Nel quadro della collaborazione fra SettimanaNews e Feinschwarz, pubblichiamo un contributo di Rainer Bucher sulla teologia pastorale come sapere culturale del popolo di Dio (originale tedesco qui). R. Bucher è professore di teologia pastorale presso la Facoltà teologica cattolica dell’Università di Graz.
La teologia pastorale è stata fin dagli inizia un sapere e una disciplina della crisi.[1] Nei tempi di crisi della Chiesa cattolica essa ha anche sempre raggiunto la versione migliore di sé. La crisi attuale, che quantomeno nell’Occidente europeo è forse anche veramente una crisi che minaccia l’esistenza della Chiesa stessa, rappresenta una sfida epocale per questa disciplina teologica.[2]

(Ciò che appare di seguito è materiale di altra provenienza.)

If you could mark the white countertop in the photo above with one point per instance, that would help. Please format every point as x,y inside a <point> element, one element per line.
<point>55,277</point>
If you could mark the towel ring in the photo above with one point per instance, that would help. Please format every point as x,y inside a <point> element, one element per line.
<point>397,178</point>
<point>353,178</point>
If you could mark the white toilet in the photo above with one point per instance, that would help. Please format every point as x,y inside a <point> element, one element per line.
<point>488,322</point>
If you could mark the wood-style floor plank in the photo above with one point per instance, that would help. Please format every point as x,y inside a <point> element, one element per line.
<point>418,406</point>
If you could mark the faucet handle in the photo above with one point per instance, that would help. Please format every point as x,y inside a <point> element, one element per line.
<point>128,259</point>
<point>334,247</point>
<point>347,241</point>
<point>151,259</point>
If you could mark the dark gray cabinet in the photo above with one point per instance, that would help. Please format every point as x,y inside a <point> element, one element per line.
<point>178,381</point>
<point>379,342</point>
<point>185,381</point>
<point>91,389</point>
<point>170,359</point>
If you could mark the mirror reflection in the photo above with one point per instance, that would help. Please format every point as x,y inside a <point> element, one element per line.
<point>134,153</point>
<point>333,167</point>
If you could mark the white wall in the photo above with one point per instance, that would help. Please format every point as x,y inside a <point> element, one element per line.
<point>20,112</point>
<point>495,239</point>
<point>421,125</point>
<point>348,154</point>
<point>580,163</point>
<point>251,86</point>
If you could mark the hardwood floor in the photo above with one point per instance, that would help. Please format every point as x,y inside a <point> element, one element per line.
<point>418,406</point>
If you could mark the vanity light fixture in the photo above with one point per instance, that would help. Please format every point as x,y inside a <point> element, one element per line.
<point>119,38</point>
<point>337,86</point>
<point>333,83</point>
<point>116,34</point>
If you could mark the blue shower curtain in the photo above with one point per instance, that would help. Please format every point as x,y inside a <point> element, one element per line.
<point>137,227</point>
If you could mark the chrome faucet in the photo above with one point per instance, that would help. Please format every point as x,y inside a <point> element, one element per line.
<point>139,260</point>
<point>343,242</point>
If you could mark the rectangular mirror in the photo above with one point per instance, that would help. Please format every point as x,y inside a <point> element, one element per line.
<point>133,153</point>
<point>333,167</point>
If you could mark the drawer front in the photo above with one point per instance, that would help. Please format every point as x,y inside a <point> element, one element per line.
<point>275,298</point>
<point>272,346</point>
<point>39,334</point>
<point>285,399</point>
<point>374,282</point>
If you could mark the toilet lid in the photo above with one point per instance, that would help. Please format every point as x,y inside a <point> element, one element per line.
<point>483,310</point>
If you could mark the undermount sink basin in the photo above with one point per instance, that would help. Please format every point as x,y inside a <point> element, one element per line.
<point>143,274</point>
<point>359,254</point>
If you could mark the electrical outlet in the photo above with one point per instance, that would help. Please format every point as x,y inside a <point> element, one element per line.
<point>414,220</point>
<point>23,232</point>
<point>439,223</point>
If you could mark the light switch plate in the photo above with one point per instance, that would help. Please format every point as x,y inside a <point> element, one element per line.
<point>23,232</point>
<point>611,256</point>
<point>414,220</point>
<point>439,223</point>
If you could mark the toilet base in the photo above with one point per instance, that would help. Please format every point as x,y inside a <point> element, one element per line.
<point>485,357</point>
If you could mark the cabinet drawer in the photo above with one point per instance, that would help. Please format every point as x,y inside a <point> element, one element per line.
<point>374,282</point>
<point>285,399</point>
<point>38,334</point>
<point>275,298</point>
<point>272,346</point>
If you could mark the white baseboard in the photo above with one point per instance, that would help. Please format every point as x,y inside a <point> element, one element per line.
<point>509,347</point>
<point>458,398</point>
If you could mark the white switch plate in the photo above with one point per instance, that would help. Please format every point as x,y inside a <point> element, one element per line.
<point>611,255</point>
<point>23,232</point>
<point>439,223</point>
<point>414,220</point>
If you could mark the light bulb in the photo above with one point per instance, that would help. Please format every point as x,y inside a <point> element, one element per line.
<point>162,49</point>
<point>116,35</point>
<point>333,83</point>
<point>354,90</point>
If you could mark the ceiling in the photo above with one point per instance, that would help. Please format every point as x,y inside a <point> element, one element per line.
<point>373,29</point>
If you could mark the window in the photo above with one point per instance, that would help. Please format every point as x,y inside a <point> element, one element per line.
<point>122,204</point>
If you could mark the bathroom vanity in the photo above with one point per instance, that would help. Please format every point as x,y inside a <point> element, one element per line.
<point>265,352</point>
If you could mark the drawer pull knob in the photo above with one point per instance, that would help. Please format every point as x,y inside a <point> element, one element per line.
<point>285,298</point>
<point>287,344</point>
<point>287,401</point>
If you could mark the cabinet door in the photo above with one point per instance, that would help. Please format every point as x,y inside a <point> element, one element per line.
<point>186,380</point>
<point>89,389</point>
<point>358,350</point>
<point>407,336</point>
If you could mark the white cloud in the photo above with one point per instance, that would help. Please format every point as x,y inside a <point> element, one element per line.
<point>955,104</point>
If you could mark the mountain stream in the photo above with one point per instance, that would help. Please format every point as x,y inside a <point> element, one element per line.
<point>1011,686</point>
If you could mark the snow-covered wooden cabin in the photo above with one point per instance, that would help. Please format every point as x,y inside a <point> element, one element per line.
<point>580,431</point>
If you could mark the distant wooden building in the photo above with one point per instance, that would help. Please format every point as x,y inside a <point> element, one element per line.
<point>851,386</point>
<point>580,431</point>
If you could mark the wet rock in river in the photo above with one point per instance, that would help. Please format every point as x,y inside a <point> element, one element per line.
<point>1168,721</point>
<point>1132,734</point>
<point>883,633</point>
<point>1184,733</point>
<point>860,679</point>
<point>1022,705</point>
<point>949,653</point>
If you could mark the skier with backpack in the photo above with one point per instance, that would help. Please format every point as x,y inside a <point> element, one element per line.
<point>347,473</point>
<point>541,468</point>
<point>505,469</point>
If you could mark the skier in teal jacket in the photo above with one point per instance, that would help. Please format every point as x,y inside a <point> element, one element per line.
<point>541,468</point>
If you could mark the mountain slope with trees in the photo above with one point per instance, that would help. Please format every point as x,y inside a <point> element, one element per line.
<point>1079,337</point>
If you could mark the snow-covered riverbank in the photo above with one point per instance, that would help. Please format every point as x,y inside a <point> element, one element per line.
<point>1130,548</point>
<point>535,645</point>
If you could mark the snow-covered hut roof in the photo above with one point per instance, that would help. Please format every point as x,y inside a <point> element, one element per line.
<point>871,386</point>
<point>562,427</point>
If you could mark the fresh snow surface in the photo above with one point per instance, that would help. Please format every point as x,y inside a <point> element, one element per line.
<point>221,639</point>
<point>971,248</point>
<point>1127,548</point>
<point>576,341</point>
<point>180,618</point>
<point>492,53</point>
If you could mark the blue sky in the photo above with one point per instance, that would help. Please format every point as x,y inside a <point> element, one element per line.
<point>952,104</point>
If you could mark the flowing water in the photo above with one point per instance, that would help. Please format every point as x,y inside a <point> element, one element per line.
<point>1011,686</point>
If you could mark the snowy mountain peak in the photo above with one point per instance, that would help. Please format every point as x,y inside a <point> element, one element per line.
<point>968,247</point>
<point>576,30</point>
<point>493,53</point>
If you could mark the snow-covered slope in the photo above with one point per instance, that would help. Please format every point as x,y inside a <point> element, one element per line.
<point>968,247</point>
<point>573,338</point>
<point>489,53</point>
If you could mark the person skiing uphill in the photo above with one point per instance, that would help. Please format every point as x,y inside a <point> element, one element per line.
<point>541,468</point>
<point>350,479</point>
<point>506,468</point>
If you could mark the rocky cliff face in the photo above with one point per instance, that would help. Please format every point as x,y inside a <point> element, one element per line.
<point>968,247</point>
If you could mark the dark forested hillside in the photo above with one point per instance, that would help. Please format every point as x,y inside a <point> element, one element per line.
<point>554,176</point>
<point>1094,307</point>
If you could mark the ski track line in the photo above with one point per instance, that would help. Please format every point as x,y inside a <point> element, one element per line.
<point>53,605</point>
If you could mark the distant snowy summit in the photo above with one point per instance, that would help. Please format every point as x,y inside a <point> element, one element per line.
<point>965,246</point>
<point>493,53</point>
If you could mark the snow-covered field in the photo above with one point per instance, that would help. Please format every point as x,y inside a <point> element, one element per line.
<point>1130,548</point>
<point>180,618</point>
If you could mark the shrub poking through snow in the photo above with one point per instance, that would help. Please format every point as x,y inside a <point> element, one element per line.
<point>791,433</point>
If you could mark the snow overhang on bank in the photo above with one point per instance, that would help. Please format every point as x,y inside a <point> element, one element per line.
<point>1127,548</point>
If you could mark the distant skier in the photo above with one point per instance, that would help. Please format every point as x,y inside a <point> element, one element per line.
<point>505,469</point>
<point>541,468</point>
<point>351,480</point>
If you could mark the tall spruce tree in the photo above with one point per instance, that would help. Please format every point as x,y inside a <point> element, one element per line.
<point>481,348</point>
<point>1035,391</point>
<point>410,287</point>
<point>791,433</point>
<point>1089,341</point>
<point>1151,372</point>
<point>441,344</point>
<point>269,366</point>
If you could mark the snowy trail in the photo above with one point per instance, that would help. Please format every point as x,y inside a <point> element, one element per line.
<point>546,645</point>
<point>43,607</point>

Perché, in definitiva, questa Chiesa – come popolo di Dio convocato da Dio – rappresenta il suo oggetto di ricerca. Ovviamente, quando la Chiesa istituita attraversa crisi manifeste questo tocca direttamente l’auto-comprensione della teologia pastorale stessa. La domanda è quindi cosa significhi tutto questo per la teologia pastorale oggi.
Vaticano II: una nuova concezione della pastorale
Una rivoluzione operata dal Vaticano II è notoriamente quella della sua nuova concezione di pastorale. Con quest’ultima non si intende più il ministero salvifico esercitato dal prete nei confronti del laico, ma il servizio e ministero complessivo della Chiesa verso il mondo nella sua interezza.
In tal modo, la pastorale diventa un’impresa rischiosa. Essa può rappresentare la promessa e il messaggio di Dio in parole e opere, ma può anche diventarne la brutale negazione – fino a essere la morte di Dio nell’agire della sua Chiesa.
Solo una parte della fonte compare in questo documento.